Disclaimer: This site aggregates publicly available data from official government sources (FDA, ClinicalTrials.gov, PubMed, SEC EDGAR, NMPA) for general reference only. It does NOT constitute medical advice, diagnosis, treatment recommendations, or investment advice.

FDA 510(k)

Agnes

K-Number: K192728 · 2019-10-24

ApplicantAgnes Medical Co., Ltd.
Decision Date2019-10-24
Product CodeGEI
Advisory CommitteeSU
DecisionSubstantially Equivalent

Device Summary

Agnes is a medical device manufactured by Agnes Medical Co., Ltd.. It received FDA 510(k) clearance on 2019-10-24 under approval number K192728. The device is classified under product code GEI. It was reviewed by the SU advisory panel. FDA Decision: Substantially Equivalent.

Frequently Asked Questions

What is the Agnes?

Agnes is a medical device that received FDA 510(k) clearance on 2019-10-24. It is manufactured by Agnes Medical Co., Ltd.. The 510(k) number is K192728.

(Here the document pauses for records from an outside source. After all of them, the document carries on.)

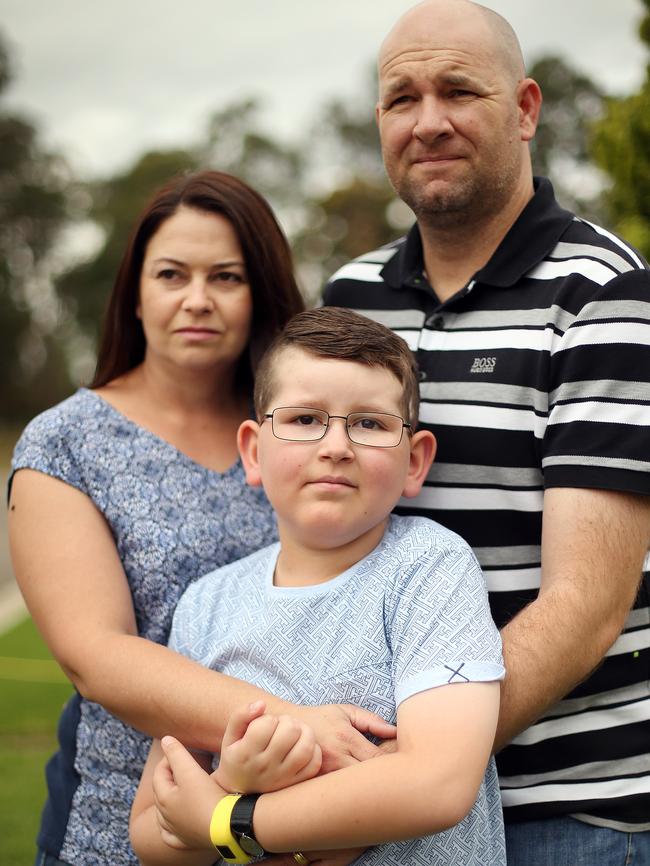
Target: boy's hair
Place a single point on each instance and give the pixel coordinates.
(333, 332)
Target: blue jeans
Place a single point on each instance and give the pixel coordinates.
(568, 842)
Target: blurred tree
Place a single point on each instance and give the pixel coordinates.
(621, 146)
(560, 149)
(33, 210)
(115, 204)
(357, 209)
(236, 143)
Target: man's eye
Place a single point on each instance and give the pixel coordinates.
(399, 100)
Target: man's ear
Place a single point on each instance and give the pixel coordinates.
(247, 441)
(423, 450)
(529, 100)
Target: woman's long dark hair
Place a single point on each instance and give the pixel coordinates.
(266, 254)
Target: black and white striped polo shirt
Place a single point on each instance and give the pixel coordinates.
(536, 375)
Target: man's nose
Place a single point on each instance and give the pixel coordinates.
(432, 119)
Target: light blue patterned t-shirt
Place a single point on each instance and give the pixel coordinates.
(172, 520)
(411, 616)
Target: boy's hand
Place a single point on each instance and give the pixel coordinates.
(262, 752)
(339, 730)
(185, 797)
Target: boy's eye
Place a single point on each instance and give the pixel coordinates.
(368, 422)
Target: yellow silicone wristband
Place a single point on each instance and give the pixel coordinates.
(221, 835)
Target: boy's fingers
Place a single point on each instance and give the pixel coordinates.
(311, 768)
(181, 762)
(286, 736)
(259, 734)
(370, 723)
(239, 721)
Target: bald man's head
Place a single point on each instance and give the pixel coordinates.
(427, 17)
(456, 112)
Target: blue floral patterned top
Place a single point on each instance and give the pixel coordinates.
(173, 520)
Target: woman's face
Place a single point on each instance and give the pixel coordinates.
(195, 302)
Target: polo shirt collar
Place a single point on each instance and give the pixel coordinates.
(535, 232)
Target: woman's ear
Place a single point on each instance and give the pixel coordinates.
(247, 440)
(423, 450)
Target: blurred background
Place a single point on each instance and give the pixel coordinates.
(100, 103)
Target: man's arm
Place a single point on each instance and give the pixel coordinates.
(593, 546)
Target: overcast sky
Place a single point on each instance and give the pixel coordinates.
(106, 80)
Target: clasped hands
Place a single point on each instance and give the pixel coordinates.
(260, 753)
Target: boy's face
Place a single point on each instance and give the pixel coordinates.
(329, 492)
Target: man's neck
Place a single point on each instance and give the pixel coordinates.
(454, 253)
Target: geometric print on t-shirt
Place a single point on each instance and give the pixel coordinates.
(410, 616)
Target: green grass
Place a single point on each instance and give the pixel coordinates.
(33, 691)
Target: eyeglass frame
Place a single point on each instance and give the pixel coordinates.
(405, 425)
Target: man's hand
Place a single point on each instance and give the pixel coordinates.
(339, 730)
(262, 752)
(185, 796)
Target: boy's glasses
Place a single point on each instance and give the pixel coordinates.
(302, 424)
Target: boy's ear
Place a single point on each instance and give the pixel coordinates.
(423, 450)
(247, 441)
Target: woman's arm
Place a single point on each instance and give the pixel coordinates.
(69, 571)
(429, 784)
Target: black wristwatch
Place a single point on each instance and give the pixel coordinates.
(241, 825)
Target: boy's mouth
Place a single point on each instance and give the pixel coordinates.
(334, 480)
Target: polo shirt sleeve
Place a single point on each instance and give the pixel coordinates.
(599, 396)
(437, 616)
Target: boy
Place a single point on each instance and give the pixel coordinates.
(353, 606)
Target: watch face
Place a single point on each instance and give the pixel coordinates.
(250, 846)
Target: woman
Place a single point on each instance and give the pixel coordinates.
(125, 493)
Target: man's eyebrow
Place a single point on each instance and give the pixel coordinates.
(395, 86)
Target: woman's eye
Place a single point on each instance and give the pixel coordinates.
(167, 274)
(228, 277)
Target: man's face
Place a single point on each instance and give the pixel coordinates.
(449, 119)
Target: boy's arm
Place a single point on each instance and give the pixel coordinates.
(430, 783)
(144, 829)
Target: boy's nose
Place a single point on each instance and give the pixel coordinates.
(336, 443)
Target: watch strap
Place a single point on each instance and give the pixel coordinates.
(241, 822)
(221, 835)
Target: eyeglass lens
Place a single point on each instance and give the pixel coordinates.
(302, 424)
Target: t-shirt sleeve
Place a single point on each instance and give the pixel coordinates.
(438, 617)
(599, 400)
(187, 632)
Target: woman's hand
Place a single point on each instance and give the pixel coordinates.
(185, 796)
(319, 858)
(263, 752)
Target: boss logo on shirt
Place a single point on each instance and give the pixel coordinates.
(483, 365)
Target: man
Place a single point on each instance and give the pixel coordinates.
(532, 332)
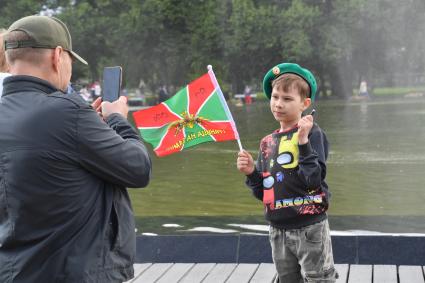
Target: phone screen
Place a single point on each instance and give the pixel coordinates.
(111, 84)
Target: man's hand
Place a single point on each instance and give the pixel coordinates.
(245, 162)
(304, 127)
(118, 106)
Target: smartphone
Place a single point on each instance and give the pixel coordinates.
(111, 84)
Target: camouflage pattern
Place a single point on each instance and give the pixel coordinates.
(303, 255)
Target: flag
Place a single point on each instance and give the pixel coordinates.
(196, 114)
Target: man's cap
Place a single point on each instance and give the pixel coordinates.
(45, 32)
(291, 68)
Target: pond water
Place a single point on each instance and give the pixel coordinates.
(375, 173)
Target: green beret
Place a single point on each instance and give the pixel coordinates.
(292, 68)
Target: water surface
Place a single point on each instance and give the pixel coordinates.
(375, 172)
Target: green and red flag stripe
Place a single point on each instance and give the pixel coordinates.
(196, 114)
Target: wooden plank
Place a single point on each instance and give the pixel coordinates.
(220, 273)
(138, 269)
(177, 271)
(242, 273)
(197, 273)
(385, 274)
(342, 270)
(154, 272)
(265, 273)
(360, 273)
(410, 274)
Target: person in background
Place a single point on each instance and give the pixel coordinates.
(65, 167)
(4, 68)
(247, 95)
(363, 92)
(289, 178)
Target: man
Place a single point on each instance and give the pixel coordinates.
(65, 214)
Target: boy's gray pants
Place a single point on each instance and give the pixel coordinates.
(303, 255)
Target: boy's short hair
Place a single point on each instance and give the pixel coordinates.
(287, 81)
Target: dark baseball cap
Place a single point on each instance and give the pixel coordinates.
(45, 32)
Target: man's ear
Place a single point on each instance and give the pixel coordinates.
(56, 58)
(306, 103)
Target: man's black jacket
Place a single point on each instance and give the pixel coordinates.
(65, 214)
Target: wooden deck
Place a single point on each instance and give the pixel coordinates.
(264, 273)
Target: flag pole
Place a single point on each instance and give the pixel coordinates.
(226, 107)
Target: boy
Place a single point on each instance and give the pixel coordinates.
(289, 177)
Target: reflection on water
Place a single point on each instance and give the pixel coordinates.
(375, 172)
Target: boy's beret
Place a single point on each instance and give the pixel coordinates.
(292, 68)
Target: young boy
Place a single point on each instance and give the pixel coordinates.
(289, 177)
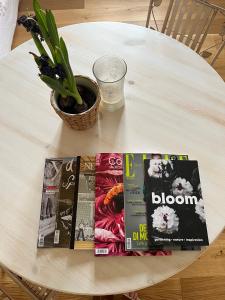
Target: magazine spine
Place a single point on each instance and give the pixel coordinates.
(77, 173)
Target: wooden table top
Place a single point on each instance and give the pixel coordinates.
(174, 104)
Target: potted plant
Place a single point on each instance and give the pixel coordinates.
(75, 98)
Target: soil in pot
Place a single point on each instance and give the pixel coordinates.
(70, 106)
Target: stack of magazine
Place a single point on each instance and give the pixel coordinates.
(122, 204)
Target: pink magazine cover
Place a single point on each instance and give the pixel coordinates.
(109, 209)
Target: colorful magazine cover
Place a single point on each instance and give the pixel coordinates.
(175, 207)
(84, 227)
(135, 207)
(109, 208)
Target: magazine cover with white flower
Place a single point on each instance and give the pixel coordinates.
(135, 208)
(174, 203)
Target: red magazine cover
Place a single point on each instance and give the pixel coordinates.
(109, 209)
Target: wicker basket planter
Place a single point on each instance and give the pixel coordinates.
(83, 120)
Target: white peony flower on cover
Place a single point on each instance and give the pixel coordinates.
(181, 187)
(165, 219)
(199, 209)
(159, 167)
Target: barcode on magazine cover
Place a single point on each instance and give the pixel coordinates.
(56, 237)
(41, 240)
(128, 243)
(104, 251)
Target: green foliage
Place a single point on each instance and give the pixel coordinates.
(53, 62)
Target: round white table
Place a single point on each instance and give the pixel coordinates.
(174, 104)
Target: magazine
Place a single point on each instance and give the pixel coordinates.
(58, 202)
(135, 207)
(109, 208)
(84, 226)
(175, 206)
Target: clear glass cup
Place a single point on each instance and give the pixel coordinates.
(110, 72)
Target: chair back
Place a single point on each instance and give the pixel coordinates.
(189, 21)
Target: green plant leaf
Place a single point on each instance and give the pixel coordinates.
(38, 44)
(66, 57)
(64, 49)
(41, 19)
(52, 29)
(62, 60)
(69, 75)
(56, 86)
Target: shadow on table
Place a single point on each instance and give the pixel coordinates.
(103, 137)
(98, 269)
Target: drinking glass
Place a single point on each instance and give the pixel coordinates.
(110, 72)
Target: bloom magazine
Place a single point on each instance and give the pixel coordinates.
(135, 207)
(175, 207)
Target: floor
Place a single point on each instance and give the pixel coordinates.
(204, 279)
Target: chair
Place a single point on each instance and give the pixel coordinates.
(189, 21)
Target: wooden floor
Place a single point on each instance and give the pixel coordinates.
(204, 279)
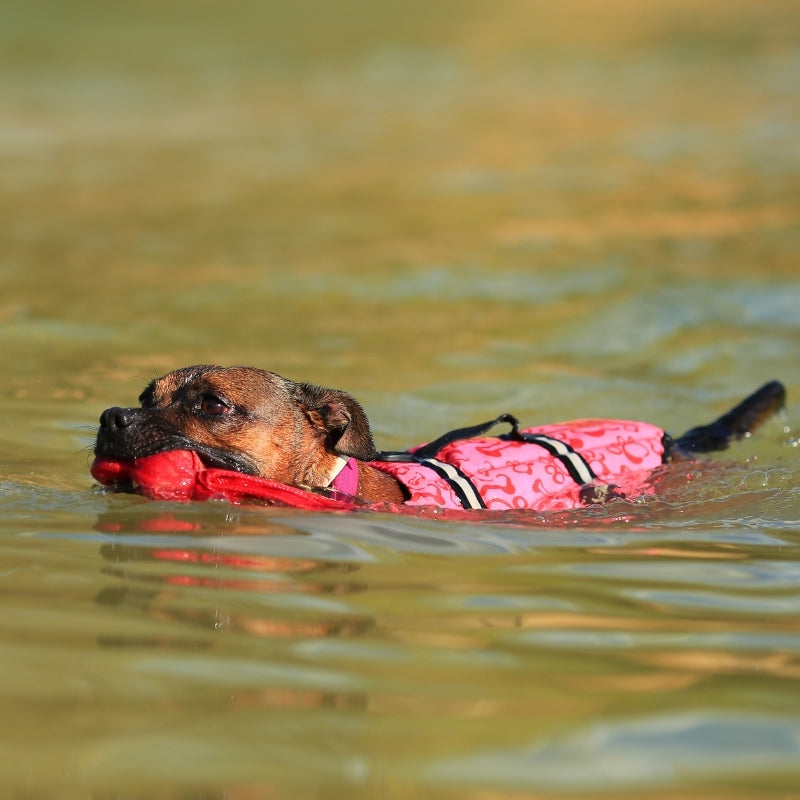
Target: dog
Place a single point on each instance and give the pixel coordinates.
(259, 423)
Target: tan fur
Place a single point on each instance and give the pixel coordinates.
(251, 420)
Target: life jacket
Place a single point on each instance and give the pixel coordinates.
(547, 468)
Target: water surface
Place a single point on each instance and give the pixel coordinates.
(557, 210)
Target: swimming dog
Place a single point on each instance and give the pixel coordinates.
(258, 423)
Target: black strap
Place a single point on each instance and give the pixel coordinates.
(466, 492)
(577, 466)
(431, 449)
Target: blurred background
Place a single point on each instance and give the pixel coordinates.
(449, 209)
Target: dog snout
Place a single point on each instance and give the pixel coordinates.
(115, 418)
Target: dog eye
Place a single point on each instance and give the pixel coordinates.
(212, 405)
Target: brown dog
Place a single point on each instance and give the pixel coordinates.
(259, 423)
(251, 421)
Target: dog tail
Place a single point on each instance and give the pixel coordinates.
(739, 422)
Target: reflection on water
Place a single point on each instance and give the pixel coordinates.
(558, 210)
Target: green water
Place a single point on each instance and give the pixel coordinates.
(450, 210)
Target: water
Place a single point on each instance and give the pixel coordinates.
(556, 210)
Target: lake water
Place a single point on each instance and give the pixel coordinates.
(451, 210)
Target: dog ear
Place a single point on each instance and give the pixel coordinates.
(342, 419)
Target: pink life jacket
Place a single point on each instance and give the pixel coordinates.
(547, 468)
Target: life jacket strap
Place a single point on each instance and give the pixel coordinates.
(469, 497)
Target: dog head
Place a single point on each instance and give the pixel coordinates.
(241, 418)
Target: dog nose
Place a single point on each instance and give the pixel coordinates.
(115, 418)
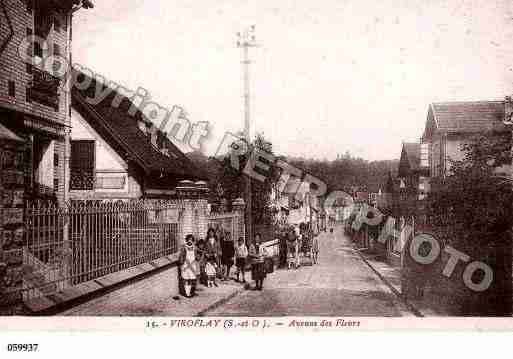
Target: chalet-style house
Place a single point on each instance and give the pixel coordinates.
(34, 103)
(295, 204)
(450, 124)
(115, 155)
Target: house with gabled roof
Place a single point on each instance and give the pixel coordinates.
(116, 155)
(451, 124)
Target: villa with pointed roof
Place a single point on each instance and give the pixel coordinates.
(116, 155)
(451, 124)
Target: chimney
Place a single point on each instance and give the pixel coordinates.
(142, 126)
(508, 111)
(153, 135)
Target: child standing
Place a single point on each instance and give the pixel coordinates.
(211, 271)
(241, 253)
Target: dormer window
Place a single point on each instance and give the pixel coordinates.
(142, 126)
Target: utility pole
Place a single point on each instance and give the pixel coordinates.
(245, 40)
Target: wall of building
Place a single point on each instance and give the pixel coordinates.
(14, 68)
(20, 15)
(108, 164)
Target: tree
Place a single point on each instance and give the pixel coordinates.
(473, 207)
(473, 201)
(232, 180)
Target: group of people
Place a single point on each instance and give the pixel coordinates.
(212, 258)
(295, 240)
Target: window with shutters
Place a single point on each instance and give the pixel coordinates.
(82, 165)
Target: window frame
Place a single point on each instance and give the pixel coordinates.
(72, 167)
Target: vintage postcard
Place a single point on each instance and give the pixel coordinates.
(271, 165)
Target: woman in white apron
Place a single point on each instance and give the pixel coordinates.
(189, 268)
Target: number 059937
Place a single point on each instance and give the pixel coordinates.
(22, 347)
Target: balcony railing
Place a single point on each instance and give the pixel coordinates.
(44, 88)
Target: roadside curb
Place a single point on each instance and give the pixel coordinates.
(219, 303)
(399, 295)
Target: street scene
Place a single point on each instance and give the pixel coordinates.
(340, 284)
(343, 159)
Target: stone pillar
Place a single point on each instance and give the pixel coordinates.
(238, 206)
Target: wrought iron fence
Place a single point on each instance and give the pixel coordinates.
(232, 222)
(86, 240)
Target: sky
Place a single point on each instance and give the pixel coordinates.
(329, 76)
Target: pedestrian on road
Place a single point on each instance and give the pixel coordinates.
(257, 253)
(211, 271)
(227, 254)
(291, 248)
(241, 253)
(202, 260)
(219, 251)
(283, 247)
(188, 267)
(315, 249)
(211, 246)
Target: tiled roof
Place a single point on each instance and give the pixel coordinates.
(474, 116)
(123, 128)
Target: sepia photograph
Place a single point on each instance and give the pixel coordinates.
(241, 165)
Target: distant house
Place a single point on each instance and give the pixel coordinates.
(118, 156)
(295, 203)
(451, 124)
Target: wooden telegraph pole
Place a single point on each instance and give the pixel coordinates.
(245, 40)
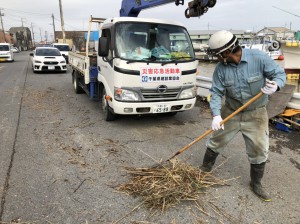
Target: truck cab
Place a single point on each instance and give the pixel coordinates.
(143, 66)
(64, 49)
(6, 53)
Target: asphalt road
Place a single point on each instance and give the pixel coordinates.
(60, 161)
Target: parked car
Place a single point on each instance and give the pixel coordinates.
(64, 49)
(6, 53)
(15, 50)
(48, 59)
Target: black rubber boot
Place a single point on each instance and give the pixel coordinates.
(256, 173)
(209, 160)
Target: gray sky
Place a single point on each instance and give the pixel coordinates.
(227, 14)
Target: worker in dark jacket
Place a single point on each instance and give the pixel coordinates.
(239, 76)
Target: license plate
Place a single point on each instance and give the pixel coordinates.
(161, 108)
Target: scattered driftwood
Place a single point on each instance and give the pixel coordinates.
(163, 187)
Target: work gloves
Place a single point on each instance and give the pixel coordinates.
(216, 123)
(270, 87)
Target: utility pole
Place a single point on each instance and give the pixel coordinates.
(2, 25)
(62, 22)
(53, 28)
(41, 35)
(22, 22)
(32, 33)
(46, 36)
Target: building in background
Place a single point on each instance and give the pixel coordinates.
(22, 38)
(8, 37)
(75, 39)
(276, 33)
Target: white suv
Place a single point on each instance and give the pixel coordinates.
(48, 59)
(64, 49)
(6, 53)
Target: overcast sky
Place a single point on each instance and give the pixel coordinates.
(227, 14)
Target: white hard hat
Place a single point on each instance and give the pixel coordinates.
(221, 41)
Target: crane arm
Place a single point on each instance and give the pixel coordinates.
(196, 8)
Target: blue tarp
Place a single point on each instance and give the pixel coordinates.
(93, 37)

When was Agnes approved by the FDA?

Agnes received FDA 510(k) clearance on 2019-10-24, under approval number K192728.

What company makes Agnes?

Agnes is manufactured by Agnes Medical Co., Ltd..

What is the FDA product code for Agnes?

The FDA product code for Agnes is GEI.

Other Devices by Agnes Medical Co., Ltd.

K203013AGNES K223805Agnes K230837PlazMagik K250217AGNES Ultra K243713Single Use RF Surgical Electrode (Needle Type) (AN-B, AN-C, AN-E, AN-I, AN-S, AN-W3A, AN-F3A, AN-IL, AN-SL, AN-W3B, AN-F1A, AN-F3B, AN-B3A) K242469RFMagik Lite

View all 7 devices →

Related Devices (Code: GEI)

K161307NICO MyriadNico Corporation K163190InMode RF SystemInmode MD , Ltd. K163373PK AIMGyrus Acmi, Inc. K163106CODMAN Integrated Bipolar Cord and Tubing SetMedos International SARL K162676Voyant Open Fusion DeviceApplied Medical Resources K162941Ligasure Blunt Tip, Sealer/Divider, Nano-coatedCovidien

Official Source

View on FDA Database →

Data sourced from FDA Open API. For the most current and authoritative information, always refer to the official record.